Les Chroniques de l'Imaginaire

Cher Mr Darcy - Grange, Amanda

Fitzwilliam Darcy est un jeune homme très fortuné, qui n'aime guère se mêler au commun des mortels qu'il prend avec hauteur. Ayant accompagné son ami Charles Bingley dans le Hertfordshire, son mépris évident lui a aussitôt valu d'être peu apprécié de la bonne société locale. De son point de vue, il n'y a personne de qualité dans ce coin de campagne. Quand il réalise que son ami Bingley est attiré par la douce Jane, il est horrifié car la famille Bennet lui a fait très mauvais effet, et il persuade celui-ci de renoncer à cette mésalliance. Pourtant, lui-même ne peut oublier Elizabeth, la sœur de Jane, qui l'a charmé par son intelligence et sa vivacité, mais aussi le peu de cas qu'elle fait de sa position : vexée par le dédain de Darcy à son égard, Elizabeth nourrit une rancœur sincère envers le jeune homme...

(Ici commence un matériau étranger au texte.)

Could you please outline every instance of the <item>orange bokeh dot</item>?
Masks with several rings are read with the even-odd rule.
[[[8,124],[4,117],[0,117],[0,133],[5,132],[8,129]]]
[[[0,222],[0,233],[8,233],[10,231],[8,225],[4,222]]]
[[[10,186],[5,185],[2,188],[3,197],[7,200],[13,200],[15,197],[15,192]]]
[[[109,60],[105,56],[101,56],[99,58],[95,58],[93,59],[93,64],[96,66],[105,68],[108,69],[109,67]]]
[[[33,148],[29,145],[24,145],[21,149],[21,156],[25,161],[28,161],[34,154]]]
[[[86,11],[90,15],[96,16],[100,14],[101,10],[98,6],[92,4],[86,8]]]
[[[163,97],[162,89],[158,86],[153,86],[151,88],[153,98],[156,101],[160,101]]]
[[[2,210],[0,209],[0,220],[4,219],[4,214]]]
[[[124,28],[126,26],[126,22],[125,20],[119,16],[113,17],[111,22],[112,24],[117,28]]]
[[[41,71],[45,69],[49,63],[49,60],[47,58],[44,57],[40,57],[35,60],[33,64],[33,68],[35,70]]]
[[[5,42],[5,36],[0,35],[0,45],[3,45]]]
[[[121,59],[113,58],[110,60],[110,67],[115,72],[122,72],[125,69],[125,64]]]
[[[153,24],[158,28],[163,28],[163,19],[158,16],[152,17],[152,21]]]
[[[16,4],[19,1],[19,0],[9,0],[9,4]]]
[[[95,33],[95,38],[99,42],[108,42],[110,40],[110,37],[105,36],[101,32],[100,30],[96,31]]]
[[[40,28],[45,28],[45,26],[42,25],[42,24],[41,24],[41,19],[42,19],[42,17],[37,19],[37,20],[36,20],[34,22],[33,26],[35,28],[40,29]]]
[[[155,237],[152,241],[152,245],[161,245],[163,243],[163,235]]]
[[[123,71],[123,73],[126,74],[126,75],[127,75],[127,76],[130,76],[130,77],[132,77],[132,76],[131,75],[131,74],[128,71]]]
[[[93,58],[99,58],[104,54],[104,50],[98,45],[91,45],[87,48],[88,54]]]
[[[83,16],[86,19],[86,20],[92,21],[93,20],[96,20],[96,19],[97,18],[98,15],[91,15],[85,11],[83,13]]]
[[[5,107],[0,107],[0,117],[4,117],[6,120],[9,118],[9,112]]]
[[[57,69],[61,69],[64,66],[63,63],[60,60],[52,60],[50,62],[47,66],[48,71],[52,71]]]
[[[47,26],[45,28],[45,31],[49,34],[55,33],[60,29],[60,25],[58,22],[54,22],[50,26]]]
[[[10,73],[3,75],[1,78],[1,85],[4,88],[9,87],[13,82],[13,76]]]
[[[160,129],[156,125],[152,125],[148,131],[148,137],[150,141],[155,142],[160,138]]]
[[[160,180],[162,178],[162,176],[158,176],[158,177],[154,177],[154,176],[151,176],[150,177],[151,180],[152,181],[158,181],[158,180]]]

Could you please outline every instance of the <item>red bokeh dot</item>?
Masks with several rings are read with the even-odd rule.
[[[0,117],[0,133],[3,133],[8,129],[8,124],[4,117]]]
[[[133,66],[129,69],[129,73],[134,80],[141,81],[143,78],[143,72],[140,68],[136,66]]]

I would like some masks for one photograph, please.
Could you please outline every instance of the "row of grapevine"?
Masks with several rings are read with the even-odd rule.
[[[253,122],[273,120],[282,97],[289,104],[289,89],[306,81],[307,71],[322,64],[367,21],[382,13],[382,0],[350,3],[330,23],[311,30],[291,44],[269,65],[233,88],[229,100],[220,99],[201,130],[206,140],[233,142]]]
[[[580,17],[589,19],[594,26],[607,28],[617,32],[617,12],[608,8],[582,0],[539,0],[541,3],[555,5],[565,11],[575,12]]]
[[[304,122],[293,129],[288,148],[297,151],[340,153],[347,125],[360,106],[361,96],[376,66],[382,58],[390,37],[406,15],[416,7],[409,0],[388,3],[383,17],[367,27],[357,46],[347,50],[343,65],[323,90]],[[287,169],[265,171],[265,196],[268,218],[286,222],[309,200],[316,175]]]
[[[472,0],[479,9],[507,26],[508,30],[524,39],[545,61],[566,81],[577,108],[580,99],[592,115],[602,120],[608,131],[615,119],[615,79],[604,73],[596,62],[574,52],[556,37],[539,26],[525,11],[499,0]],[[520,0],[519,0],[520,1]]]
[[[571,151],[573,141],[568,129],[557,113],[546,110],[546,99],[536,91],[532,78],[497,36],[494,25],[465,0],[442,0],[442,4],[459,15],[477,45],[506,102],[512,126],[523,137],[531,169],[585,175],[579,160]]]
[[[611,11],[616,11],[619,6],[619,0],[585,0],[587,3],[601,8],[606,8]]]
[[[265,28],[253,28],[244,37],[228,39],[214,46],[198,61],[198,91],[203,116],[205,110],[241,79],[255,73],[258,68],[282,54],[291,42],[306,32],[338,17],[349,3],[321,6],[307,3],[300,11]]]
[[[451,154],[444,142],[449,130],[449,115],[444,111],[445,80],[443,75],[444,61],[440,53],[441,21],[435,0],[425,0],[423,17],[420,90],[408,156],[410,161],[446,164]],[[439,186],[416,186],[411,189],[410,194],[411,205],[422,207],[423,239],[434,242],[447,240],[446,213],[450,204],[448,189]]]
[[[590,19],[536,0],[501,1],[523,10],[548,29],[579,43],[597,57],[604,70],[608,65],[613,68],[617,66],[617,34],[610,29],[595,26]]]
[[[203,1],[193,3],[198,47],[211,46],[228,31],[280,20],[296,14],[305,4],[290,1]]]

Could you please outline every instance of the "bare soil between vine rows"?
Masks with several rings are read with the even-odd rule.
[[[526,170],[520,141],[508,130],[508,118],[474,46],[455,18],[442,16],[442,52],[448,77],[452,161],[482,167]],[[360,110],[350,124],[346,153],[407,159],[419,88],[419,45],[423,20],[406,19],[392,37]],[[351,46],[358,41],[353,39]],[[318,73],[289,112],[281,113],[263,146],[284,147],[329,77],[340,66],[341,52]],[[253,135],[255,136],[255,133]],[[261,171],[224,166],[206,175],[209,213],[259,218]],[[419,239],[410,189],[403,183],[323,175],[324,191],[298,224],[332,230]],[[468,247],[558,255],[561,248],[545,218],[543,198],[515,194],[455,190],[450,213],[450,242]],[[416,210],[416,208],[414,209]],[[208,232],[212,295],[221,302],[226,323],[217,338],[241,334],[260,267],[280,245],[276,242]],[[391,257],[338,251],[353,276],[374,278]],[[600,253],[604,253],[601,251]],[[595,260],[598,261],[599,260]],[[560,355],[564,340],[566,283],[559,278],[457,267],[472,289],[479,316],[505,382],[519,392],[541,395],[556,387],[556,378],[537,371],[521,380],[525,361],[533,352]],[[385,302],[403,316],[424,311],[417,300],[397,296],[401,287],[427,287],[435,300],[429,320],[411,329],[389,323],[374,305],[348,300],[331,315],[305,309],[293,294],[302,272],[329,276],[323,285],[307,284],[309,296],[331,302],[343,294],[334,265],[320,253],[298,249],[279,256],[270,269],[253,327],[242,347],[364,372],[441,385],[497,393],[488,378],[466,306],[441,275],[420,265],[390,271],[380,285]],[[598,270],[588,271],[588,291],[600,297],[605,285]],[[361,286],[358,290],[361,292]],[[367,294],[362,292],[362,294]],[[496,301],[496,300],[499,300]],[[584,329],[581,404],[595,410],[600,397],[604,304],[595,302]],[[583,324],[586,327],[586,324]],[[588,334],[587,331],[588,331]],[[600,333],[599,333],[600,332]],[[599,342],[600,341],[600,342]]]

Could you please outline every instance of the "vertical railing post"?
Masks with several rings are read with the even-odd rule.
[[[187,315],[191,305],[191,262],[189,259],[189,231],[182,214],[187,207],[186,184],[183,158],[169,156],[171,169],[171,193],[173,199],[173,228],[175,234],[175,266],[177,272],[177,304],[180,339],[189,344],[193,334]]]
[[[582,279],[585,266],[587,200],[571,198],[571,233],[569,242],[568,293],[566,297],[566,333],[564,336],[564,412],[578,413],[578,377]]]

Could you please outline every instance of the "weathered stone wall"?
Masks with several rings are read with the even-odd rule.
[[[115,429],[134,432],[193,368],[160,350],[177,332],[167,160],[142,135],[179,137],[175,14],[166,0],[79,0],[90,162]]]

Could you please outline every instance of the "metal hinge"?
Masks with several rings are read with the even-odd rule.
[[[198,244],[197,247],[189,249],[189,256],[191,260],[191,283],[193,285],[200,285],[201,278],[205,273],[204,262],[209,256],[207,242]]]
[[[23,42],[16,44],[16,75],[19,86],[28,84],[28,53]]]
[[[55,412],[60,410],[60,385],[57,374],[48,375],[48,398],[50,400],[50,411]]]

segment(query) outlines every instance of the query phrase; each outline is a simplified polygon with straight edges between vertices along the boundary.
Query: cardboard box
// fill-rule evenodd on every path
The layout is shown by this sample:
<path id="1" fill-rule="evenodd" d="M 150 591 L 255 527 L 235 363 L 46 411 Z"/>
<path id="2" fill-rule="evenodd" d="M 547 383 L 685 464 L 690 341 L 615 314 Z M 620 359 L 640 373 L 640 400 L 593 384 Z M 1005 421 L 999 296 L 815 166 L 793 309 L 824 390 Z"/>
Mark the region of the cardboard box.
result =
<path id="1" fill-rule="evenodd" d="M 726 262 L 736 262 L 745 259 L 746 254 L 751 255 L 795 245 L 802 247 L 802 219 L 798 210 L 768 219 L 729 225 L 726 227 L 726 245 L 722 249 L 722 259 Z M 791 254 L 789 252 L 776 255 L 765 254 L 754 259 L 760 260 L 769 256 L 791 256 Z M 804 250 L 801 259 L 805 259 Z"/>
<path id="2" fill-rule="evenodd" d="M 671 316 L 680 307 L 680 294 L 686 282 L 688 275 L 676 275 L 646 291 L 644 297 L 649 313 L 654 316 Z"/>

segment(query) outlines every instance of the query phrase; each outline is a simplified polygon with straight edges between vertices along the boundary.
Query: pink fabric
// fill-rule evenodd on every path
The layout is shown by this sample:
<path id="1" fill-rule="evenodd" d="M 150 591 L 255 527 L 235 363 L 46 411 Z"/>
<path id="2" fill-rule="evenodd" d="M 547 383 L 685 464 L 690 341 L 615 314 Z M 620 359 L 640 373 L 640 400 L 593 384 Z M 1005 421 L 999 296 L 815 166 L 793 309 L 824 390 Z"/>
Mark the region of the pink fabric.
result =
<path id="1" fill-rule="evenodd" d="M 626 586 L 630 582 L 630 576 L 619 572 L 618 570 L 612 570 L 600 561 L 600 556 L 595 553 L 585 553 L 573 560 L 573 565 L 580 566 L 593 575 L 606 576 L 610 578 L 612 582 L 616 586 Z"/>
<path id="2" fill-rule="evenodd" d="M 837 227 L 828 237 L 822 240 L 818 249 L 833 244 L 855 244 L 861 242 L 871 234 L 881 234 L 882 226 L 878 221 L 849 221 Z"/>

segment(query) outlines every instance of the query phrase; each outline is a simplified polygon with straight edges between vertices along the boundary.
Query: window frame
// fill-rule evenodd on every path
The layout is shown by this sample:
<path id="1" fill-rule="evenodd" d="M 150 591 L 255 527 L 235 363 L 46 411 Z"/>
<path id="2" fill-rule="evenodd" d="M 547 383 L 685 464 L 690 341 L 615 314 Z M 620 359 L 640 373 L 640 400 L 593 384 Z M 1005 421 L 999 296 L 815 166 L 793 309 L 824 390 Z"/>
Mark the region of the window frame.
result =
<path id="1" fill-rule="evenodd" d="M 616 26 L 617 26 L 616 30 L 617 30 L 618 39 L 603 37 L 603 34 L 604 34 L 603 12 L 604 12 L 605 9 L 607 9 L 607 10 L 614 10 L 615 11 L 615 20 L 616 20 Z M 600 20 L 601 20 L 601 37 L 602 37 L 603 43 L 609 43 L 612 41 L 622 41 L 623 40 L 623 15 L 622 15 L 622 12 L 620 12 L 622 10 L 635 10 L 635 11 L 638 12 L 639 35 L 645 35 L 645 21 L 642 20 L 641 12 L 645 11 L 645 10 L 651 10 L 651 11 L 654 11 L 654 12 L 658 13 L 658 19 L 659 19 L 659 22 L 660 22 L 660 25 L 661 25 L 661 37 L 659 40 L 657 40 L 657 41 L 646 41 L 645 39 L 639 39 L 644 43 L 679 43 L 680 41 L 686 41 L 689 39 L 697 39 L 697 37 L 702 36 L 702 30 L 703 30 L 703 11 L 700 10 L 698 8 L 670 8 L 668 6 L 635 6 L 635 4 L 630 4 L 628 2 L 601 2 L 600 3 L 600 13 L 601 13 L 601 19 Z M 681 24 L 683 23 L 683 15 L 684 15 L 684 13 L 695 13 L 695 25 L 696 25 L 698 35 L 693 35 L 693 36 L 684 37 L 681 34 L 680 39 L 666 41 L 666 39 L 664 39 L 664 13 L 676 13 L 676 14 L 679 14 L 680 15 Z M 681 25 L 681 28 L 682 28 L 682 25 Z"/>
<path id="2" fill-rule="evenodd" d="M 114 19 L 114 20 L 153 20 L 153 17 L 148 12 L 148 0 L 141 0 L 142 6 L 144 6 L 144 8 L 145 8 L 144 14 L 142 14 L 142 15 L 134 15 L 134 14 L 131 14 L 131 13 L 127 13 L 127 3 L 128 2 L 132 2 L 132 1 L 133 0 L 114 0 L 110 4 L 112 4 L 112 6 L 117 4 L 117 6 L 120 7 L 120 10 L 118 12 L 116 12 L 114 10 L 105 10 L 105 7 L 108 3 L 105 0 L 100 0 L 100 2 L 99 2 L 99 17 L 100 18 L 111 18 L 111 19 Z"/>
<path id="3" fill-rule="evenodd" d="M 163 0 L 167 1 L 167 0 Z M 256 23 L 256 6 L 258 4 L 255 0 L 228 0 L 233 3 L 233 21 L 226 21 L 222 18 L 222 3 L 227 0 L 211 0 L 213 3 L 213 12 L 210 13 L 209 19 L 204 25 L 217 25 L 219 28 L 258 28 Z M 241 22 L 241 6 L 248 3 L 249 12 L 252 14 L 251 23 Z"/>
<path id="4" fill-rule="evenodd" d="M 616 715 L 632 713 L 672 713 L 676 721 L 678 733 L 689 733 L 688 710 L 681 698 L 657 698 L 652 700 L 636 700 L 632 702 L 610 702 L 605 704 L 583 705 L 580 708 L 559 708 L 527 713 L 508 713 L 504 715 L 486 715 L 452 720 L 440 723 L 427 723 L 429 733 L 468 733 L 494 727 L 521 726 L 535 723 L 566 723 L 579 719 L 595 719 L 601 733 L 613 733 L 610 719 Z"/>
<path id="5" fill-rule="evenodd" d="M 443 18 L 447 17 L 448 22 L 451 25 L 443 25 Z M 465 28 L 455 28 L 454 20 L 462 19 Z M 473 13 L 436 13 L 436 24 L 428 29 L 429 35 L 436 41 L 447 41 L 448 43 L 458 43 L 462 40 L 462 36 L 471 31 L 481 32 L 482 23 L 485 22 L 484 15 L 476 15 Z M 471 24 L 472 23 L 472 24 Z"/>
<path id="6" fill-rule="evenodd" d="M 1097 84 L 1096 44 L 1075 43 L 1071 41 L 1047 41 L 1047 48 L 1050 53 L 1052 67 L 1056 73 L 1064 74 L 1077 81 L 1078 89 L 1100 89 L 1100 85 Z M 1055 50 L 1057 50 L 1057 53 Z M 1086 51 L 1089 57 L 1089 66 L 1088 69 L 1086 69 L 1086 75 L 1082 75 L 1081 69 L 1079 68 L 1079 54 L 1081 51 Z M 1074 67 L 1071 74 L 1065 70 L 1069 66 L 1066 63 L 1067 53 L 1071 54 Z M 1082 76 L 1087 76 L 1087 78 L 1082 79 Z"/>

Partant du roman classique Orgueil et Préjugés de Jane Austen, Amanda Grange a imaginé ce que cela aurait pu donner s'il avait été écrit sous un format épistolaire. Elle nous propose donc une version où nous découvrons les événements et les sentiments des protagonistes juste à travers les lettres qu'ils écrivent.
Cet ouvrage pourrait se lire indépendamment de celui dont il est issu, mais il vaut quand même mieux avoir lu au préalable l'original pour apprécier celui-ci. Et si vous ne devez en lire qu'un, il est clair que c'est celui de Jane Austen !

J'ai aimé le fait qu’Amanda Grange, tout en respectant l’histoire et les personnages de Jane Austen, nous propose – avec une certaine part d’invention évidemment – d’en apprendre davantage sur le contexte. Ainsi, les échanges de lettres commencent plusieurs années avant la rencontre entre Darcy et Elizabeth, permettant par exemple de découvrir comment Darcy a endossé ses responsabilités à la mort de son père ou comment est née son amitié avec Bingley.

De plus, il y a une grande multiplicité de points de vue : Darcy et sa famille (sœur, cousin, tante…), les cinq filles Bennet, les filles Lucas, mais aussi l’odieux Wickam par exemple. On peut ainsi approfondir les personnages secondaires, moins mis en avant par Jane Austen, ce qui donne de la consistance. C’est également amusant, car chacun a son caractère, et cela se ressent dans les lettres : Mary Bennet, qui se veut un bas-bleu plus instruit que son entourage, mais se révèle surtout ridicule ; Mr Collins, complètement nigaud et qui répète les opinions de Lady Catherine comme parole d’évangile…

Par contre, je trouve que l’aspect épistolaire n’est pas toujours bien géré. Certaines lettres rentrent dans un niveau de détail inimaginable à l’écrit (par exemple : « je suis arrivé devant sa porte et me suis arrêté un instant pour reprendre contenance », raconte Darcy à la mort de son père). Cela ne colle pas du tout, d’autant qu’au contraire certains passages sont plutôt vite expédiés, et d’autres très artificiels. Bref, on n’a pas l’impression de lettres qui pourraient réellement être échangées dans ces conditions.

Dommage également que LA lettre la plus importante de l’histoire ne soit pas retranscrite. On évoque à plusieurs reprises la lettre remise à Elizabeth par Darcy pour s’expliquer après qu’elle ait refusé sa demande en mariage, mais le lecteur ne pourra pas en profiter. Je suppose que l’auteure n’a pas voulu concurrencer sur ce point le roman dont elle s’est inspirée, mais pour moi (qui ait globalement oublié la plus grande partie de l’œuvre de Jane Austen) cela manque.

Enfin, le rythme est trop lent à mon goût : Que de temps passé par exemple avant que Darcy ne rencontre les Bennet ! C’est long et je me suis un peu ennuyée.

Cet ouvrage qui surfe sur la mode actuelle des austeneries pourra plaire aux vrais fans, mais me semble dispensable pour les autres.